Le panneau "Nourriture à partager" est discret. Posée à l'entrée du village de Saint-Jean-de-Valériscle devant un bac rempli de plants de tomates, de courgettes et d'aubergines, cette plaque est le résultat d'une démarche originale, d'une initiative innovante voulue par Eric Begny. Ce professeur de physique-chimie d'un lycée nîmois, âgé de 54 ans, a eu l'idée de planter des bacs de légumes dans différents endroits de sa commune. "Je ne suis pas allé chercher l'idée bien loin, confie l'homme aux mains vertes. Ce concept existe déjà dans le nord de l'Angleterre, à Todmorden, et ça cartonne ! Pour vous donner une idée de l'ampleur que ça a pris, il y a des parcours touristiques pour visiter les bacs. Les hôtels sont bondés. Et l’ambiance s’est tellement apaisée dans la ville que la police a même noté une baisse de la criminalité ! » Si la musique adoucit les mœurs, les légumes, eux, semblent adoucir les hommes.
A Saint-Jean-de-Valériscle et ses 700 âmes, on est encore loin d’un tel phénomène. Mais, tous les jours ou presque, Eric Begny et une dizaine d’habitants du village, tous passionnés de jardinage, vont de bacs en bacs pour arroser les légumes, enlever les mauvaises herbes ou simplement les regarder pour le plaisir. « On a quatre bacs pour le moment. L’idée, c’est que les gens du village ou d’ailleurs se servent. C’est complètement gratuit. En revanche, soit notre mouvement n’est pas encore assez connu, soit les gens n’osent pas, mais je n’ai encore vu personne se servir. Il restait quelques salades et, pendant longtemps, j’ai bien cru que j’allais devoir les prendre pour moi. Heureusement, quelqu’un est passé entre temps ». Le professeur, avec une allure entre Jean Ferrat et Louis Bertignac, sourit, soulagé de ne pas à avoir eu à jeter ses salades. Un crime pour lui.

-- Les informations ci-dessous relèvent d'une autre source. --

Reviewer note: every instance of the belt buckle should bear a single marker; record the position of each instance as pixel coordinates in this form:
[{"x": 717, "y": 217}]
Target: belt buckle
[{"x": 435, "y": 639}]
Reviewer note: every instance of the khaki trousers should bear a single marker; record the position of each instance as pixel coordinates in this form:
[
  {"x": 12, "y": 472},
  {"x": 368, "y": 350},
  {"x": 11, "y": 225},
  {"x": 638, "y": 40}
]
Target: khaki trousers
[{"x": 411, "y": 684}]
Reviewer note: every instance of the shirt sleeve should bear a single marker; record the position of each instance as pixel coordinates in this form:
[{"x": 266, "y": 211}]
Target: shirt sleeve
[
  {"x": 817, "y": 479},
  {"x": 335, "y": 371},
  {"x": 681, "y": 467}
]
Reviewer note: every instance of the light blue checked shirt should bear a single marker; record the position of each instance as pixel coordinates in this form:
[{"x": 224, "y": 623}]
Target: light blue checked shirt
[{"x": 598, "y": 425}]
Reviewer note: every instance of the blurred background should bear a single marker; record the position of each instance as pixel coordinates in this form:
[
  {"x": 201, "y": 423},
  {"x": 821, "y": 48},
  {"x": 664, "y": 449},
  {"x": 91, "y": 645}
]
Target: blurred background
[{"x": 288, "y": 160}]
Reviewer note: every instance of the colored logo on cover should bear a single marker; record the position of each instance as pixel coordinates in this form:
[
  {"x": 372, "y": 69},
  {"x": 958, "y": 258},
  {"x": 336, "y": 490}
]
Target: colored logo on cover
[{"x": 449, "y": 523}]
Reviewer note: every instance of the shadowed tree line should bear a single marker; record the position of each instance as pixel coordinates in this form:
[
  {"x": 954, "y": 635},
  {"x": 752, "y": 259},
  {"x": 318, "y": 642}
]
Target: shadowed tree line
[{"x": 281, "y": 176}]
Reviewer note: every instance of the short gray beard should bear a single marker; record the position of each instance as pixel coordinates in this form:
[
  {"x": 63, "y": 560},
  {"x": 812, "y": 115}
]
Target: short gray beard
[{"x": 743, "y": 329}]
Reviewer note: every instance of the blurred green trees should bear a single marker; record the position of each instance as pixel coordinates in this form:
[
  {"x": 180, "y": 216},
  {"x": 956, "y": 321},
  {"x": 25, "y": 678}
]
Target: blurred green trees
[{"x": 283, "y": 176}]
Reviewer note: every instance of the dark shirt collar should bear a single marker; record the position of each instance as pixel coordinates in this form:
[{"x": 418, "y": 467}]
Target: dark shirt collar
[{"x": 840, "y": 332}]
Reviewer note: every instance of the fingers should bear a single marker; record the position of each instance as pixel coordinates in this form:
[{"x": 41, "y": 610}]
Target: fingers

A travers son initiative, Eric tient à faire passer un message qui va bien au-delà de quelques poireaux ou courgettes : « Mon projet, c’est que les habitants consomment bio et local. Attention, prévient-il, on ne peut pas fournir tout le village. Mais si cette initiative permet aux gens d’éviter de prendre leur voiture, si elle permet aussi d’instaurer un lien de simplicité entre les habitants et qu’ils échangent plus entre eux grâce aux potagers, je serai très satisfait ».
Lancé au mois de mai, ce projet bio a permis à Eric Begny de se faire une petite notoriété. Depuis plusieurs jours, les journalistes défilent dans la commune. « J’ai remarqué que j’avais plus de sourires dans la rue. Les gens me disent que la démarche est bien, que c’est sympa. Tant mieux ! Mon plus grand souhait serait qu’ils se lancent à leur tour dans le jardinage ».
Ce matin, petit évènement, deux tomates ont disparu. Ce qui ferait rager n’importe quel agriculteur, illumine le visage souriant d’Eric Begny. Son idée commence à prendre forme. Tout comme ses légumes.